Thornley and Jacir’s works constitute interesting foils to each other. Both use atypical media for this show and required extensive physical handiwork. Thornley’s red cable and fine wire construction Former Yugoslavia hung in the dark on the ceiling is deliberately understated. A dim light source illuminates a small area of wires. Delineated in black insulation material, it forms a roughly bonded area suggesting an outline of Yugoslavia. Lit up, the outline produces an even dimmer shadow on the ceiling. In her subtle choice of materials and shaping of effects, Thornley evokes our dulled response to media representations of the recent war in Yugoslavia. The work characterizes the dissolution of this nation-state as a marginal phenomenon, which, despite information overload, failed to stimulate sustained concern. The melancholic tone of the piece is striking as is its implied ambivalence towards ethical, social, and political responsibility.
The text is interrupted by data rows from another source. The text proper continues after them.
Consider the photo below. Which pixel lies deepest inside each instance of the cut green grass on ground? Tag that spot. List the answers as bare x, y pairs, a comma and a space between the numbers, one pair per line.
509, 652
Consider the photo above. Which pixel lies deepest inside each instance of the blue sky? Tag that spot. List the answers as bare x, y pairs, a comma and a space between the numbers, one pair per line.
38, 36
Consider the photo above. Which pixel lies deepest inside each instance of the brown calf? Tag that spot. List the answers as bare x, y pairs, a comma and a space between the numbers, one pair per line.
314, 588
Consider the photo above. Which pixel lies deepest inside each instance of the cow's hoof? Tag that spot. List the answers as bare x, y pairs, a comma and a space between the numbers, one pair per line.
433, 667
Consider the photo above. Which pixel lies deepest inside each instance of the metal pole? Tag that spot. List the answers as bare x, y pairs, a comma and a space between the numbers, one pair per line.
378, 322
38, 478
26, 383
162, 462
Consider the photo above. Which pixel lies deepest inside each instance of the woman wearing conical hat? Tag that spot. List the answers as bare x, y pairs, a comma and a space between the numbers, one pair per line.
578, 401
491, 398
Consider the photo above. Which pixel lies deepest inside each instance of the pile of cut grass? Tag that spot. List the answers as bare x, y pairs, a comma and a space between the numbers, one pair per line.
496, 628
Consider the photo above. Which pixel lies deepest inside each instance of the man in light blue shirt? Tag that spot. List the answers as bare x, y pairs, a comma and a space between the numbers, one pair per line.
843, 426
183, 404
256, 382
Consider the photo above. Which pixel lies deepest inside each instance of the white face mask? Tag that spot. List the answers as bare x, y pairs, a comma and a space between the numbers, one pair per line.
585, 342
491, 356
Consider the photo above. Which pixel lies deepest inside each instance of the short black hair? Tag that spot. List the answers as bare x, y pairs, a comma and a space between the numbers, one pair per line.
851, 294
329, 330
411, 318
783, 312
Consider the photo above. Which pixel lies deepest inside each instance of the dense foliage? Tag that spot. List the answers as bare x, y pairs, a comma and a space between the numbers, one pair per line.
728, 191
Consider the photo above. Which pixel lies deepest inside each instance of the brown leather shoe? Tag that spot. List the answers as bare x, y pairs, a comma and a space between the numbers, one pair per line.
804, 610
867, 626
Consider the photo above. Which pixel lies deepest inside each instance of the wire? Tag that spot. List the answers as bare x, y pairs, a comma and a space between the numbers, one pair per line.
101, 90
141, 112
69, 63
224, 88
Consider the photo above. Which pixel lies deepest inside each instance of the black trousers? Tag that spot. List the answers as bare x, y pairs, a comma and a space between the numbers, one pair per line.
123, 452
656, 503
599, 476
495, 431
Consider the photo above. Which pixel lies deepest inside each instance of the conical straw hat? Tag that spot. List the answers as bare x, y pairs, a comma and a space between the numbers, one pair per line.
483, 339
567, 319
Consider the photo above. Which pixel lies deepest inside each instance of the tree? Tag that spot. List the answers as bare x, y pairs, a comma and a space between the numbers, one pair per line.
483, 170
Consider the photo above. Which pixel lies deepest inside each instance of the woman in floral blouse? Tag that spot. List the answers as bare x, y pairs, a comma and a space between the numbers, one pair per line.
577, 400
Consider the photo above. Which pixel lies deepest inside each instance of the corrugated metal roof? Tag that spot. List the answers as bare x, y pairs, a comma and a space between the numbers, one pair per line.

This site-specific anti-memorial will be dismantled when the show closes.
Jacir’s Memorial to 418 Palestinian Villages Which Were Destroyed, Depopulated and Occupied by Israel in 1948 is full-scale Palestinian refugee tent stitched with the names of the aforementioned villages. Unlike Thornley’s Former Yugoslavia, its address is insistent and unambiguous. It confronts displacement by encouraging us to enter into the tent’s interior where we find straggling threads.
Peter Fend’s United States Global (Energy) Policy is made up of drawings of alternative energy sources and maps, text, and a recording of the artist describing his radical environmental plan. Intended as a practical strategy room for the U.S. government, it is the only work which tackles globalization and environmental issues head-on. While it is certainly linked to earth art and Russian Constructivism in the aesthetic sphere, its radicality lies in Fend’s re-envisionment of the world’s topography from global, rather than national perspectives. Ironically, the very daring which makes Fend’s piece utopian, raises concerns about the implications of his proposals to local ecologies and populations—an issue not addressed by this installation.
Empire/State turns up some thoughtful conclusions: in a global era, where knowledge is never merely information, activist of politicized art-making must work extra hard to be heard by both broader society and the art world—most of these artists have no illusions about their audiences, instead addressing a range of people using ingenious means. Their work shows us that critical responses are possible by engaging the forms of globalization. The show could have benefited from an explicit look at earlier artistic encounters with the contradictions of globalization. That said, within the terms it sets for itself, Empire/State is a suggestive exhibition whose strongest moments, like Wolfgang Staehle’s live web-cast projection Empire 24/7 which closes the show, nuance globalization through complex local filters.